Realisierungswettbewerb, 2. Preis
Die industrielle und landschaftliche Geschichte des Reininghausareals, die vormaligen Nutzungen sowie die vorgefundenen Spuren verschiedener Zeitschichten im Bereich des Reininghausparks werden zum Ausgangspunkt für einen zukunftsgewandten und identitätsstiftenden Park im Herzen des neuen Stadtquartiers. Der Charakter des Ortes – geprägt durch das Wechselspiel von funktional-industrieller Vornutzung und dem landschaftlich-romantischen Charme des Stillstandes – wird durch eine Einbindung des Bestandes sowohl auf konzeptioneller als auch räumlicher Ebene weiterentwickelt.
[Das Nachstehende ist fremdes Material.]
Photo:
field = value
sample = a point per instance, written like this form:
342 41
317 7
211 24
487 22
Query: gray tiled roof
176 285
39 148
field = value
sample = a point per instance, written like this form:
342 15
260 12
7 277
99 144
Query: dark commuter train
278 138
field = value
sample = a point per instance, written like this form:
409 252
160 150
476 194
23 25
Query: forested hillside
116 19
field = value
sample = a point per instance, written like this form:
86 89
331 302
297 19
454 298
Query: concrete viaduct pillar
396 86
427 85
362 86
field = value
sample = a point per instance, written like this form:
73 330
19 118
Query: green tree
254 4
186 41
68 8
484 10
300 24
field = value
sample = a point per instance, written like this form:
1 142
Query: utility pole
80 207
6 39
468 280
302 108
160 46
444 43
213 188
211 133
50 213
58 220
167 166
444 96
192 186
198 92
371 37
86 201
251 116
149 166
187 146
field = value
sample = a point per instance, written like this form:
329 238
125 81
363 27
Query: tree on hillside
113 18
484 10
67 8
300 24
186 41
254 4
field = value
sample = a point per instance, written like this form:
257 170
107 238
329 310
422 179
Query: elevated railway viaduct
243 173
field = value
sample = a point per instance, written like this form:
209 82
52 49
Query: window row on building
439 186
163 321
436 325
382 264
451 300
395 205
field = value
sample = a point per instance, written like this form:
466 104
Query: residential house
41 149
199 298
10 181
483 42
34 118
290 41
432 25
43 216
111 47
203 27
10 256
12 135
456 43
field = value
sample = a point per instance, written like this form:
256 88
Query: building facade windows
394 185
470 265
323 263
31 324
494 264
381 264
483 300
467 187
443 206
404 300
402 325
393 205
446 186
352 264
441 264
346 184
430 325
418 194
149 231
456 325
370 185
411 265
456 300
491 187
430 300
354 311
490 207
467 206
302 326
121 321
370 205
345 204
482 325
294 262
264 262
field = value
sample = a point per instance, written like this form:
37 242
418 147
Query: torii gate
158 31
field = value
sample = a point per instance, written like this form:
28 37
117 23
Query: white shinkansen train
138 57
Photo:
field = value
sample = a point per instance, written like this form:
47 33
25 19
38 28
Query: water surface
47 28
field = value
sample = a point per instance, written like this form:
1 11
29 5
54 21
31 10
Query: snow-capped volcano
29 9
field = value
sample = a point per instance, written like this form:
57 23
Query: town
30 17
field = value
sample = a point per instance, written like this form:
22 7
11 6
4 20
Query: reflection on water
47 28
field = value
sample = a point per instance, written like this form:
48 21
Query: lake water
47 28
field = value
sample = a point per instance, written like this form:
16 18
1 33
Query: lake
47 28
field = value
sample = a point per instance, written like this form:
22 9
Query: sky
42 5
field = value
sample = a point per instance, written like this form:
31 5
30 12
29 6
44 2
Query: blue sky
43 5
Basierend auf den Relikten und Beobachtungen werden drei eigenständige Atmosphären und Qualitäten differenziert:
Historischer Sportplatz - Frei bespielbare zentrale Parkwiese im Herzen des urbanen Stadtquartiers.
Türkisblaue Eisteiche - Flaches Wasserspiel auf der Figur des Eisteiches als lebendiges Moment im Park.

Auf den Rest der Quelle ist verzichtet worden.